Banks remain cautious over rate cuts

The Commonwealth Bank has become the second major lender that has failed to pass on the Reserve Bank’s interest rate cut in full, cutting its standard variable home loan rate by 0.4%.


CBA announced today it would reduce interest rates on its range of variable home loan accounts by 0.4%, effective from next Friday.


“In making this decision, the group has continued to balance the interests of its 1.8 million home loan borrowers with those of its 11 million depositors, and those of its shareholders, who include 800,000 Australians who own its shares directly, and millions more Australians who own shares through pension funds,” CBA said in a statement.
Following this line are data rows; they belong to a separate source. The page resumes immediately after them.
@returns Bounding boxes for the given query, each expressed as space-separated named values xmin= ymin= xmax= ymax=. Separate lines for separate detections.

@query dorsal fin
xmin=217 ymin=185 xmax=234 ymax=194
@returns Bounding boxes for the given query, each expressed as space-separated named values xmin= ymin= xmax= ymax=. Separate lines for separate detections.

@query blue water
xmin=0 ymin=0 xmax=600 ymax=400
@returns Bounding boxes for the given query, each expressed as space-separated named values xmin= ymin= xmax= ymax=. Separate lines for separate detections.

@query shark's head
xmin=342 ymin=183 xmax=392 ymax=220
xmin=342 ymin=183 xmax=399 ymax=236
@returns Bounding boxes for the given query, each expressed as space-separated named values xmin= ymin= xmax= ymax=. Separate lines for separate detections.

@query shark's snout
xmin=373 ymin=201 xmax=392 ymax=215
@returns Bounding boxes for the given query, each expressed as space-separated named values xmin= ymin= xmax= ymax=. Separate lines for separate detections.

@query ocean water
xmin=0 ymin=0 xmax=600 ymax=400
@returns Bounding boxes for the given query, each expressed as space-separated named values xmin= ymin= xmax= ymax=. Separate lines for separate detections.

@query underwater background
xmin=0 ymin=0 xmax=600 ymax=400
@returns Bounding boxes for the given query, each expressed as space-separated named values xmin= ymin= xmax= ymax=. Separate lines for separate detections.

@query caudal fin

The decision comes two days after the Reserve Bank slashed the official cash rate by 50 basis points, putting instant pressure on the banks to pass the rate cut on in full.


NAB was the first of the big four banks to make a move, yesterday cutting its variable home loan rates by 32 basis points, holding back 18 basis points.


The bank said it would reduce its standard variable rate on mortgages and business loans, effective from May 4.


NAB group executive Lisa Gray justified the move by saying it still offers the lowest standard variable of the major banks.


“The European debt crisis is having an impact on the global and domestic economy,” Gray said.


“By maintaining the lowest standard variable rate of the major banks, we have sought to continue to shield our customers from current global economic instability.”


The interest rate on NAB’s online savings account iSaver will also drop by 0.5% to 5%, and NAB’s consumer credit card interest rates will drop by 0.25%.


Bank of Queensland also cut its standard variable rate yesterday by 0.35%.


Meanwhile, ANZ said it would make a decision at its regular pricing meeting on the second Friday of the month (May 11), while Westpac is expected to make an announcement tomorrow.


The news comes after Westpac posted a $3.195 billion profit.


“This is a sound result in a challenging environment and reflects continued progress in building a stronger and more productive organisation,” Westpac chief executive Gail Kelly said today.


Earlier this week, it was reported ANZ has lifted its first half profit by 10% to $2.92 billion, but says margins in its Australian business are declining.


It has indicated that any rate cut will likely be less than 50 basis points, with the bank saying its margins declined in the six months to March 31.


According to ANZ chief Mike Smith, the bank is adapting to the changing financial environment, which will impact customers and staff.


“Our recent decisions on interest rates for customers in Australia and on employment within the group reflect the need to reshape our business,” he said.